It appears that there's no end to the losing streak of USD/MXN as the cross lost more ground to the Bears. For now, USD/MXN is trading near the 17.1300 level, which was the low made on Thursday's session.
The recent downside pressure in the USD/MXN is due to the weak CPI data, which allowed the MXN to gain the upper hand. As per the US CPI data, the core inflation is stable, while the overall inflation is also showing signs of moderation.
For the most part, the US CPI was near 4.3%, which is in line with the forecasts. But the CPI YoY took the markets by surprise with a reading of 3.7%. This was higher than the 3.2% reading of last year and also surpassed the 3.6% expectations set by the market.
Despite the surprise in the CPI, the forecast for the US Federal Reserve remains unchanged as no interest rate hike is expected. For now, the chances of a September rate hike are between 5.25 - 5.50%.
However, the interest rate hike during November is still around 40%, which might provide a much-needed push to the US Dollar.
And if we look at the DXY, it appears to be reversing from its high made a day earlier.
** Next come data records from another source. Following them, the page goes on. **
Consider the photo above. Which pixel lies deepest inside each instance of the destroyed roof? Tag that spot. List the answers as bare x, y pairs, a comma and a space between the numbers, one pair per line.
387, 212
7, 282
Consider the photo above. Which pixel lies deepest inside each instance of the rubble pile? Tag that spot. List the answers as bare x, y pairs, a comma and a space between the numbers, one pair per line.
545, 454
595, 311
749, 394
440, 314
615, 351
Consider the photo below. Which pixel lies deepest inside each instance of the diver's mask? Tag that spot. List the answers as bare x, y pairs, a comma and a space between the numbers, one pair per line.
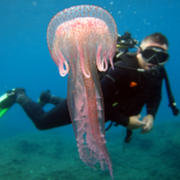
155, 55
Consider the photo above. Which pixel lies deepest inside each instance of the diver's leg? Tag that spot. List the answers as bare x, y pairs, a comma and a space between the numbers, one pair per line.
58, 116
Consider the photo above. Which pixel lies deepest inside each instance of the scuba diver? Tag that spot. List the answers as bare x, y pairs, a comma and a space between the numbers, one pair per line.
135, 81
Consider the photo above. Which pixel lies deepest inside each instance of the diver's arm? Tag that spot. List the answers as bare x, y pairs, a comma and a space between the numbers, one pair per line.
154, 99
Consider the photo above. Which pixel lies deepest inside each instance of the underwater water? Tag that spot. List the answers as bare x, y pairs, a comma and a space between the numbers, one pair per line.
27, 153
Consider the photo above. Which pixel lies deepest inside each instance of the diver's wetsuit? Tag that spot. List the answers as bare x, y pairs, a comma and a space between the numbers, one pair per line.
131, 89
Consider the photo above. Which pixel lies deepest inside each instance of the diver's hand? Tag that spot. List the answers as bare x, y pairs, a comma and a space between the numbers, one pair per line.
135, 123
149, 123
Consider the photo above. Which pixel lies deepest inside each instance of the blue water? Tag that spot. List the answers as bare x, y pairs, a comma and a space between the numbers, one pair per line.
25, 60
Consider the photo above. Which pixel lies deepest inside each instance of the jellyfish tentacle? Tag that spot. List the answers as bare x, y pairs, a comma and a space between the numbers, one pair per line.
63, 71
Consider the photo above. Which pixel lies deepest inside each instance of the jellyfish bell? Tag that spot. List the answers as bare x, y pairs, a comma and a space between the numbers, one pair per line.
82, 39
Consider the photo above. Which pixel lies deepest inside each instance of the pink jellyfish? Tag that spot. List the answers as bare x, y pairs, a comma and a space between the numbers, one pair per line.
79, 38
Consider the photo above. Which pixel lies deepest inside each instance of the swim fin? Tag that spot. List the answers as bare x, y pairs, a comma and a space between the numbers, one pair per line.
8, 99
3, 110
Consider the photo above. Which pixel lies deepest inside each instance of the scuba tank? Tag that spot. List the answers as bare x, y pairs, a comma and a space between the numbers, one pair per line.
124, 43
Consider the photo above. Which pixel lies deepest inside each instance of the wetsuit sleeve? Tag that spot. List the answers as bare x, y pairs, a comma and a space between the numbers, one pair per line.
109, 89
154, 98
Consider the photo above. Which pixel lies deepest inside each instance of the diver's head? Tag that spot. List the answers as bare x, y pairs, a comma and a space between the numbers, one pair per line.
153, 51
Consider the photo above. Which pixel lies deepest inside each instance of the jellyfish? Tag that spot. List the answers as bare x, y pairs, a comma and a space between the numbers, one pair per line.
82, 39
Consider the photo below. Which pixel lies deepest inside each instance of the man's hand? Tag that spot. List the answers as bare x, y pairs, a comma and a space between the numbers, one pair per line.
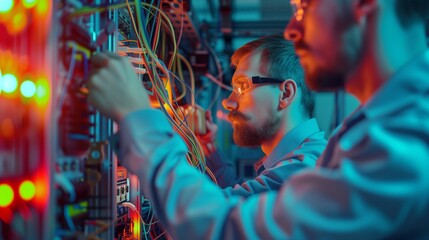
114, 88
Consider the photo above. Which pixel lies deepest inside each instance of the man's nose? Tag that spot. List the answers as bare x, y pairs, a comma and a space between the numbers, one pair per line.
230, 103
293, 31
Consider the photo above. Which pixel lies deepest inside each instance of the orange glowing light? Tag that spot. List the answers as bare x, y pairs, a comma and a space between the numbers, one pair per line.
136, 227
6, 6
27, 190
41, 183
29, 3
9, 83
19, 22
6, 193
42, 92
28, 88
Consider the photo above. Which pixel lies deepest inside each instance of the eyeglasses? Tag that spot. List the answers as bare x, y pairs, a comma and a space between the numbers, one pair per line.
298, 8
244, 84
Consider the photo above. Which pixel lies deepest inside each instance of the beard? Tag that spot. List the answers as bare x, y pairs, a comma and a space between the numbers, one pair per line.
246, 135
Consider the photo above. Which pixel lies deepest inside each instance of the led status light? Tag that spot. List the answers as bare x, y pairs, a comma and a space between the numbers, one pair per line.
6, 193
28, 88
29, 3
27, 190
9, 83
42, 92
6, 6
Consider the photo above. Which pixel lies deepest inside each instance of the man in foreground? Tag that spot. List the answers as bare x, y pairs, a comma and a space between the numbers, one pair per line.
373, 181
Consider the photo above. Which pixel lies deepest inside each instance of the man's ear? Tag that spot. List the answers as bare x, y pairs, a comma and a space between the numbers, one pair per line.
363, 8
288, 90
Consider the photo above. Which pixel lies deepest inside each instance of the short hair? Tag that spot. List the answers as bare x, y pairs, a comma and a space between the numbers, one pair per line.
279, 61
410, 10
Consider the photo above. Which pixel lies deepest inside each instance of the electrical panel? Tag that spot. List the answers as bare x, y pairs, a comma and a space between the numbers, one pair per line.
59, 176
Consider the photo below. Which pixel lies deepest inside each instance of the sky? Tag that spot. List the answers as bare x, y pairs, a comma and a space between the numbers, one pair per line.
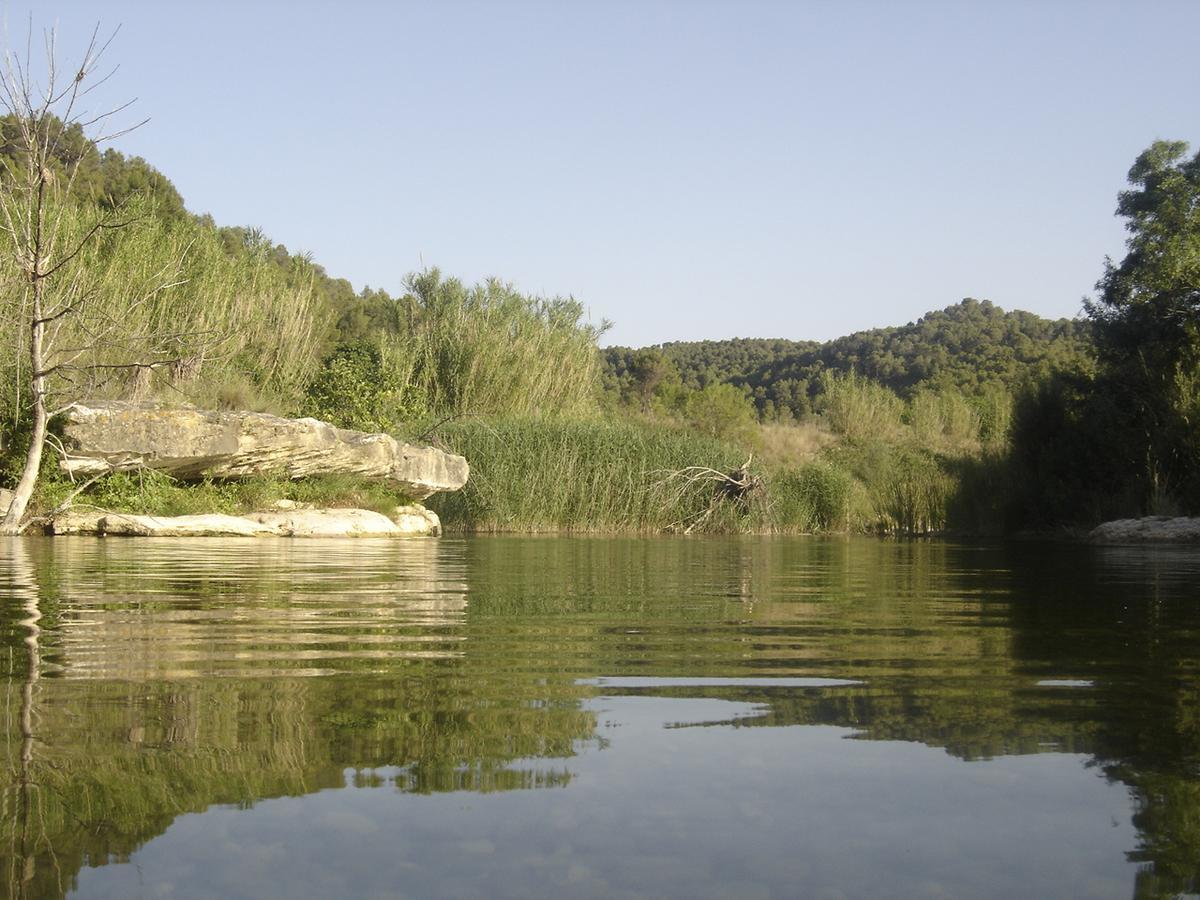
689, 169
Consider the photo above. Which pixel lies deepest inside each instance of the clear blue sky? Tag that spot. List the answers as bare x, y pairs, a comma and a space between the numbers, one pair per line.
687, 169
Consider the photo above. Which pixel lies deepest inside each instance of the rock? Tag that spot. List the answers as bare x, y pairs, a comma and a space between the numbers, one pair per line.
414, 519
1179, 529
73, 521
207, 526
299, 522
328, 523
190, 443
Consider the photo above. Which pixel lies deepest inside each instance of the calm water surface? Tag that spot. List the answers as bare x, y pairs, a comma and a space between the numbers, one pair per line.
555, 717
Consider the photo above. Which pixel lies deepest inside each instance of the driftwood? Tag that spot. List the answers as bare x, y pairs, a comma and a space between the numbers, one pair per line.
711, 486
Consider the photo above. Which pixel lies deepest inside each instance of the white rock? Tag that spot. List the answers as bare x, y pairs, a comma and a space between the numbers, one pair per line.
1179, 529
192, 443
415, 520
328, 523
204, 526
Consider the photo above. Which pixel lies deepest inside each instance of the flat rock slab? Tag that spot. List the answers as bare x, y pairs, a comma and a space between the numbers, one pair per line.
190, 443
409, 521
328, 523
204, 526
1179, 529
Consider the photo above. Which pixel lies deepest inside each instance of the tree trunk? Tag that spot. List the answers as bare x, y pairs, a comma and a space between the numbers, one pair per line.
24, 490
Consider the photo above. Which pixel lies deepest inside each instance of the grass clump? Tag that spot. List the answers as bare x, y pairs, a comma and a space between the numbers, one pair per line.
581, 475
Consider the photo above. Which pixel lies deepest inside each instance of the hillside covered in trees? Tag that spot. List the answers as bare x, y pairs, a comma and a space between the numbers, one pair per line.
970, 418
972, 347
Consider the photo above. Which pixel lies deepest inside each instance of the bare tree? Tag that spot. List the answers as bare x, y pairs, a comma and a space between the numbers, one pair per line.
65, 333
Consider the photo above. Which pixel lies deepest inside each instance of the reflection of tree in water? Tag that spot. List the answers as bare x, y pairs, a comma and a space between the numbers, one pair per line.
1127, 619
1072, 649
121, 727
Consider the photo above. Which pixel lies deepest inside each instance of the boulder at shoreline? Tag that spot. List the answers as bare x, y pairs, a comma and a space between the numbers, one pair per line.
297, 522
190, 443
1165, 529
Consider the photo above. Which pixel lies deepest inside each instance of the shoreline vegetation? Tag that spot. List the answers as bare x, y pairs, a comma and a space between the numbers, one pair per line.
971, 420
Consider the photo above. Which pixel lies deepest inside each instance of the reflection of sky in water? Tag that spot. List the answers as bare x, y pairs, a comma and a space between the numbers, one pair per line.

At the time of writing this, the DXY was trading near 104.70 and was printing red bars.
On Wednesday, the DXY surged higher along with the US bond yields, but it also eventually came to an end. If we look at the 10-year bond yields in the USA, it is around 4.23%.
For now, the markets are looking forward to the US PPI and August's retail sales data. These economic indicators will provide an overview of the US economic activities.
Based on whether the data paints a healthy picture of the US economy or not, the USD/MXN pair will also determine its next direction.